Во-первых, при содействии тестя Чернов получил повышение в чине – из 14-го класса в 12-й – и занял новую должность на службе. Она требовала от него больше времени и сил, но зато давала больше возможностей влиять на прохождение дел в земском суде. Равно этому увеличились его гонорары, угощения и подношения, а также – его мнение о самом себе. Во-вторых, он начал скучать тихими вечерами в кругу семьи и скоро нашёл более весёлое место – компанию у судебного пристава, где Сарапульские холостяки играли в карты. Из-за этого домой он частенько приходил около полуночи и укладывался спать у себя в кабинете на диване якобы для того, чтобы лишний раз не тревожить молодую жену. Это объяснение казалось Надежде малоубедительным.

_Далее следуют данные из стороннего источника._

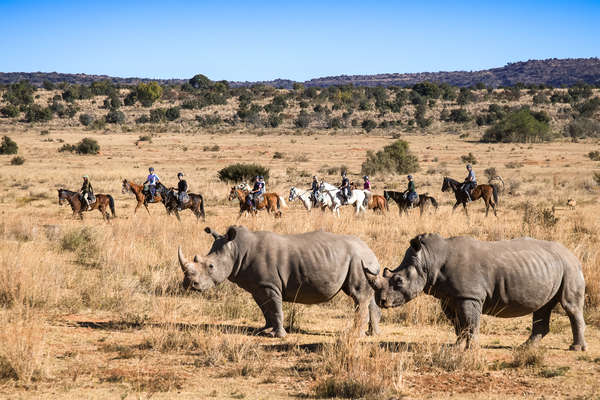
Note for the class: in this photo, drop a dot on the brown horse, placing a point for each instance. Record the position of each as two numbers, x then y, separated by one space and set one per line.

Она переживала такое охлаждение к себе, но не сильно. Ведь у неё был свой мир: ребёнок, книги, верховая езда, Алкид. Она могла в любое время уехать в дом отца с Ванечкой или без него, вновь остаться в своей комнате наедине с мечтами. То перед ней вставали образы из очередного романа Анны Радклиф о рыцарях Круглого стола, то она сосредоточенно листала новую книгу о Суворове, присланную из Санкт-Петербурга её дядей, младшим братом отца, и сравнивала это «краткое извлечение из книги г-на Антига» со своим переводом.
После смерти императора Павла Петровича интересных книг стало больше. Запрет на ввоз в Россию французской литературы был снят, и творения Вольтера, Дидро, Руссо, Буало, Мольера, Бомарше, Лесажа теперь появлялись в таких российских городках, как Сарапул, гораздо чаще. Например, сёстры Клеопатра и Анна купили Надежде в подарок роскошное издание «Новой Элоизы», и она жадно принялась за чтение...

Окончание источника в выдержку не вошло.